Having the ability to manage and communicate this ‘total reward package’ is very important in being able to attract and retain employees. As the battle for the best talent intensifies, no doubt in the future even more different ways of rewarding employees will be uncovered.
To keep pace, your systems need to be able to accommodate these new and various employee benefit packages. This will give your HR team the freedom to focus on creating an optimized employee experience.
5. Create physical and virtual environments fit to attract, retain and grow talent
What does a 21st century workplace look like? All too often, still very much like the 20th century workplace. Open plan offices, over or under populated. Too hot or too cold. Many commute in, making journeys they could have avoided if they had worked from home.
A key factor in attracting and retaining talent is being able to create a pleasant working environment. Be that in the office or in the virtual world. This means not only having nice office furniture and surroundings, but also installing systems and processes that can enable remote working.
Technology has facilitated remote working. Consequently, the virtual working environment is now just as important as the bricks and mortar of a company’s office. You need therefore to ensure not only your systems, processes are fit for purpose, but also your company culture can adapt to this new way of working.
The ability to work flexibly is something that many people now take for granted. People work hours that fit in with their lifestyle as well as working remotely. This gives employees the opportunity to work for companies in different countries and enlarges the catchment of the talent pool to people across geographies.
It is an important growth area that your company needs to be prepared for to take advantage of this great opportunity.
6. Evaluate the impact of automation, machine learning and artificial intelligence
Anyone vital to the success of your business: your employees, customers and leaders, need access to information. They ‘need’ to have rapid responses at their fingertips, just like they are used to in all other elements of their lives.
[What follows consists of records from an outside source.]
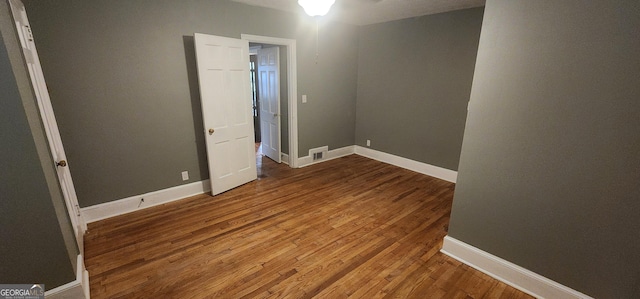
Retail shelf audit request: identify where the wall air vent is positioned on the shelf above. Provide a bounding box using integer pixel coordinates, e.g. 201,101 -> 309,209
309,146 -> 329,162
313,152 -> 324,161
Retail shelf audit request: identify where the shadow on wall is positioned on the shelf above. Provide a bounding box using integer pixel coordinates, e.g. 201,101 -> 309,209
182,35 -> 208,179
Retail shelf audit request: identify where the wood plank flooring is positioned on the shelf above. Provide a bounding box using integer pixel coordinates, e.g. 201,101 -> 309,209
84,154 -> 533,298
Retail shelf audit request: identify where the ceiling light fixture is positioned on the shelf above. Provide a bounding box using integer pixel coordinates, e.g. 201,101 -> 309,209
298,0 -> 336,17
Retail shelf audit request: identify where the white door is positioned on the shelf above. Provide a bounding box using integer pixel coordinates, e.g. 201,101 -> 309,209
257,46 -> 281,163
194,33 -> 257,195
9,0 -> 86,253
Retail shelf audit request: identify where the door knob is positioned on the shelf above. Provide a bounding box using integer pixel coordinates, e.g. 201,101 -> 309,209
57,160 -> 67,167
208,128 -> 215,135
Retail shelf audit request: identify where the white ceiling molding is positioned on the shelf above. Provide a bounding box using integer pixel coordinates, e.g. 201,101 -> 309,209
231,0 -> 485,26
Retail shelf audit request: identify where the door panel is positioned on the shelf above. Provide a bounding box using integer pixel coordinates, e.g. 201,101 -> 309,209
230,71 -> 249,125
257,46 -> 281,163
194,33 -> 257,196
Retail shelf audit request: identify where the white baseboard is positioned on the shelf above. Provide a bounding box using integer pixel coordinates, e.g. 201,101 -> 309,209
81,147 -> 452,223
296,146 -> 457,184
46,255 -> 90,299
354,146 -> 457,183
81,180 -> 211,223
441,236 -> 593,299
281,153 -> 289,165
80,254 -> 90,299
298,145 -> 355,168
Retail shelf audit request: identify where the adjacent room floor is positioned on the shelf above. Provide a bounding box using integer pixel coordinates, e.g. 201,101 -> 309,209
84,154 -> 532,298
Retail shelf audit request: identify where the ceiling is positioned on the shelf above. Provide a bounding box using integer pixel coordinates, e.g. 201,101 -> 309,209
231,0 -> 485,26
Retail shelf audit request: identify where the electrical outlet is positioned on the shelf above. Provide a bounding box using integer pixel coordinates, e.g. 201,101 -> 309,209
181,171 -> 189,181
366,140 -> 371,147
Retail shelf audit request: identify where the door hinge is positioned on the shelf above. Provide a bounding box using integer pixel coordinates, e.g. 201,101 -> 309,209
24,25 -> 34,42
75,204 -> 81,217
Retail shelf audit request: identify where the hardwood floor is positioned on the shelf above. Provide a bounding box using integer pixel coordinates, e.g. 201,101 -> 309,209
85,154 -> 532,298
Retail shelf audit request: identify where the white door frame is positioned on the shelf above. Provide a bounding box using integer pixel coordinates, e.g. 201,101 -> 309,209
241,34 -> 299,168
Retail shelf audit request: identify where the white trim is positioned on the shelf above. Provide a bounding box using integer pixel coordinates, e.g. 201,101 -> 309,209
298,145 -> 355,167
281,153 -> 290,165
80,254 -> 90,299
441,236 -> 593,299
354,146 -> 457,183
81,180 -> 210,223
46,254 -> 90,298
241,34 -> 299,168
45,280 -> 82,299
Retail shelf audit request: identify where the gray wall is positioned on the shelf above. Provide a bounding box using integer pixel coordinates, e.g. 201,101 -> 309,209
22,0 -> 358,207
0,2 -> 76,288
448,0 -> 640,298
297,18 -> 358,156
355,8 -> 483,171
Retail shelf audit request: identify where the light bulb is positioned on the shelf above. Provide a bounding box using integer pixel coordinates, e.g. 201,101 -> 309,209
298,0 -> 336,17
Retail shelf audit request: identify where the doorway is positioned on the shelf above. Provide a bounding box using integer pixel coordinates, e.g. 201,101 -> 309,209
194,34 -> 297,196
250,43 -> 284,164
249,54 -> 261,144
8,0 -> 87,252
242,34 -> 299,168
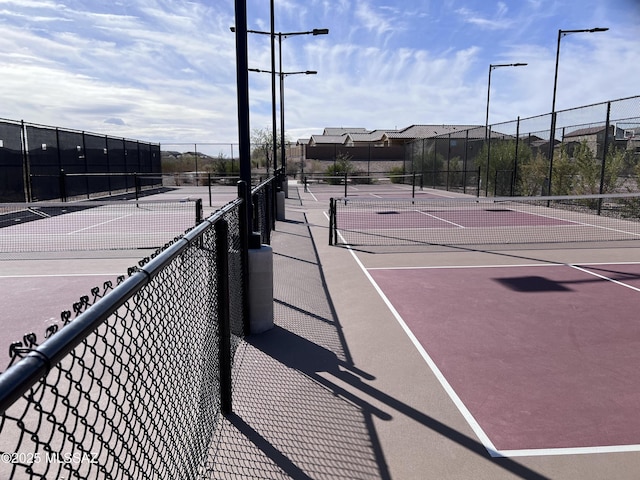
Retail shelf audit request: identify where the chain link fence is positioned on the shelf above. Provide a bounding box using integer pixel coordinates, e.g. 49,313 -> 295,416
406,95 -> 640,197
0,119 -> 162,202
0,178 -> 276,479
Artificial intelligence finds its true vocation in the helpdesk scenario. It is intuitive, responsive and can reply to queries around the clock. Some people fear that use of automation and artificial intelligence will lead to job losses.
Your organisation needs to be prepared for potential negativity towards automation in the future. This in spite of the fact that increased use of automation and artificial intelligence doesn’t always necessarily lead to job losses.
There are many factors influencing the workplace so it’s important to keep an eye on the horizon as to what may be the next big thing.